Only in fiction can some of the deeper patterns of history and human nature be wholly expressed. Journalism and conventional histories are hard-pressed to encompass certain levels of experience. That’s probably among the reasons Aleksandr Solzhenitsyn chose to tell the massive story of the Russian Empire’s collapse into revolution and Bolshevism as a series of hefty novels, beginning with August 1914 (published in 1984) and inching toward posthumous conclusion with the first installment of The Red Wheel, April 1917.
Solzhenitsyn was a fiction writer to start, but gained world attention, a Nobel Prize for Literature and deportation from his homeland for The Gulag Archipelago (1973). Several years later in Vermont exile, he began collecting documents and pouring over archives, working the tragedy of Russia from 1914-17 into a series of novels.

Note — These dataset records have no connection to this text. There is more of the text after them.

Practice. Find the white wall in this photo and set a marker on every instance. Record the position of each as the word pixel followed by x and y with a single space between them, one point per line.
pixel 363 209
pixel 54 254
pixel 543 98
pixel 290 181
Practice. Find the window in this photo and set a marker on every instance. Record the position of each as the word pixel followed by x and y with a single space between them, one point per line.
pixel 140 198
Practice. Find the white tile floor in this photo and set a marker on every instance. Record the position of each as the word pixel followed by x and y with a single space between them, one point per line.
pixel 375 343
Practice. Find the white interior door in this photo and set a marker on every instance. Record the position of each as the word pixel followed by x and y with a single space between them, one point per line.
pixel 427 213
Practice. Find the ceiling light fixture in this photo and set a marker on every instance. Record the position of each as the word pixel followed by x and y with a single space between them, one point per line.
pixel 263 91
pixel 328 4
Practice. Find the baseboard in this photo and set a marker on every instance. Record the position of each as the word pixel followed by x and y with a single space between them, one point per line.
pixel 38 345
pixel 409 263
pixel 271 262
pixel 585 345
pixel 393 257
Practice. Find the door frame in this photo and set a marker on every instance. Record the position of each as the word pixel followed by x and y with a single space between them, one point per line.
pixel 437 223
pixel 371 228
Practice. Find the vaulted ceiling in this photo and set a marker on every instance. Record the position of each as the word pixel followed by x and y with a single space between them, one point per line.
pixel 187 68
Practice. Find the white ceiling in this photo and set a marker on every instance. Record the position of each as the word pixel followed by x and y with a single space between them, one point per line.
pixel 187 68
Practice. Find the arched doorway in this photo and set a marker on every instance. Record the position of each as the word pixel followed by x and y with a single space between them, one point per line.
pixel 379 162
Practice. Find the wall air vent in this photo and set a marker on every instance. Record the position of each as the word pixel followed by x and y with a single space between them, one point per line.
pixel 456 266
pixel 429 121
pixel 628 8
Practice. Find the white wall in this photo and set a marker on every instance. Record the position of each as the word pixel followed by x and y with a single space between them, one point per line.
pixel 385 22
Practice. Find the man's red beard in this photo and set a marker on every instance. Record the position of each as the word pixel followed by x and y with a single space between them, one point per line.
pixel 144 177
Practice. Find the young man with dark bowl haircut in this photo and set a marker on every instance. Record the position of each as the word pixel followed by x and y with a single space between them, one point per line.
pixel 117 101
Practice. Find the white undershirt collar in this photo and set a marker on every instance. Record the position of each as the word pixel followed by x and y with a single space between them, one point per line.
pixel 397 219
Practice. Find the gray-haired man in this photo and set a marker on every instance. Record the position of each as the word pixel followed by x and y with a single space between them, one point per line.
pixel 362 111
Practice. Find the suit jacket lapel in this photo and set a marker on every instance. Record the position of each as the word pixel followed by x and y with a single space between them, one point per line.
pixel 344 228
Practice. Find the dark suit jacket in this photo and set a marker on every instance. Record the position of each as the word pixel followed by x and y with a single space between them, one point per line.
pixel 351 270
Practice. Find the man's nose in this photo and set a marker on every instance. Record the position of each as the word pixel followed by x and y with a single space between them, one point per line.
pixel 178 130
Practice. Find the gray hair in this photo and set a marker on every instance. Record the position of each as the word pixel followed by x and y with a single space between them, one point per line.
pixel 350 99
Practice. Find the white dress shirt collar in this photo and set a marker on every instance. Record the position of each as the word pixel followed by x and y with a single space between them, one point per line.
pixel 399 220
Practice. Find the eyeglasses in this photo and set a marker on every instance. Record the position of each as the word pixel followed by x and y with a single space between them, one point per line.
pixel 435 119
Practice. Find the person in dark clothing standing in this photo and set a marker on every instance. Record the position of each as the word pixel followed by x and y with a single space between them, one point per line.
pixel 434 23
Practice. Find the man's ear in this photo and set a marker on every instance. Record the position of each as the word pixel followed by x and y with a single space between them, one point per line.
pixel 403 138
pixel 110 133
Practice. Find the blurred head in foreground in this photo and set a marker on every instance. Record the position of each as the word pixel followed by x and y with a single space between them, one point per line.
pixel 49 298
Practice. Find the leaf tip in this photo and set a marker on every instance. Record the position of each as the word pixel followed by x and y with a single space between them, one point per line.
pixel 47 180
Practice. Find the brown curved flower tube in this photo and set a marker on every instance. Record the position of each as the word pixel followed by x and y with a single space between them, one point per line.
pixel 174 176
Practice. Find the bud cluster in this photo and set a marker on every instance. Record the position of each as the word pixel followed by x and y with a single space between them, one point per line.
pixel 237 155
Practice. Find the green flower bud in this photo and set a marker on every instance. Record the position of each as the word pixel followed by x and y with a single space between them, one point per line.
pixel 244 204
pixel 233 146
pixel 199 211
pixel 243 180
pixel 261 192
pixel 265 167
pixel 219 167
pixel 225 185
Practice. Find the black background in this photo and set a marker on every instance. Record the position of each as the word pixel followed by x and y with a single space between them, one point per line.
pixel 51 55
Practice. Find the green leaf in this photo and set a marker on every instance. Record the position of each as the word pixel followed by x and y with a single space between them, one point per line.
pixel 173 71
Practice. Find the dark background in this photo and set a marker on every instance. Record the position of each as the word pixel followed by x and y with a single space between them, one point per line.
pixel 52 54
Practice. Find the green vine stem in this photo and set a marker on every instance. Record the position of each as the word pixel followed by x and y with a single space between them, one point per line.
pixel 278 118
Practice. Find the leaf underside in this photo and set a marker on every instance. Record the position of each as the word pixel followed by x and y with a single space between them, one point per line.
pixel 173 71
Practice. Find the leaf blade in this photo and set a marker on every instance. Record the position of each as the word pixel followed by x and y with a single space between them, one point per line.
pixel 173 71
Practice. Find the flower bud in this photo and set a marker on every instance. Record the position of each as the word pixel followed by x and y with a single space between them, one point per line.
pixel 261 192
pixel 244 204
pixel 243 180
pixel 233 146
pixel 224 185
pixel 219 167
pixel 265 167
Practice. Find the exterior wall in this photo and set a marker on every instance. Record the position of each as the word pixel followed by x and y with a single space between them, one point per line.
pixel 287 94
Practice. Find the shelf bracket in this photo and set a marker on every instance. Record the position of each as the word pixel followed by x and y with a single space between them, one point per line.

The work of publishing and translating them into English continues 17 years since the author’s death with what will be the second to last volume in the series.
The dense complexity is striking as characters, real and composite, personify the passage of history—not as Marx’s vast impersonal forces but as people in their moment. A multitude of events are crammed into the massive novel’s timeframe, April 11-May 5, 1917, as they were in real life. Solzhenitsyn doesn’t try to simplify the situation and its many actors into an easy narrative.
Although the publisher’s note promises that the “nodes” of Solzhenitsyn’s epic “can be read consecutively or independently,” jumping in without an extensive understanding of Russian history will be daunting. April 1917 is not the place to start with Solzhenitsyn, whose work has often been misrepresented by critics stung by his critique of soulless materialism in both its capitalist and communist varieties, but will reward longtime readers with his perspective on the inevitable failure of revolutions to produce utopia.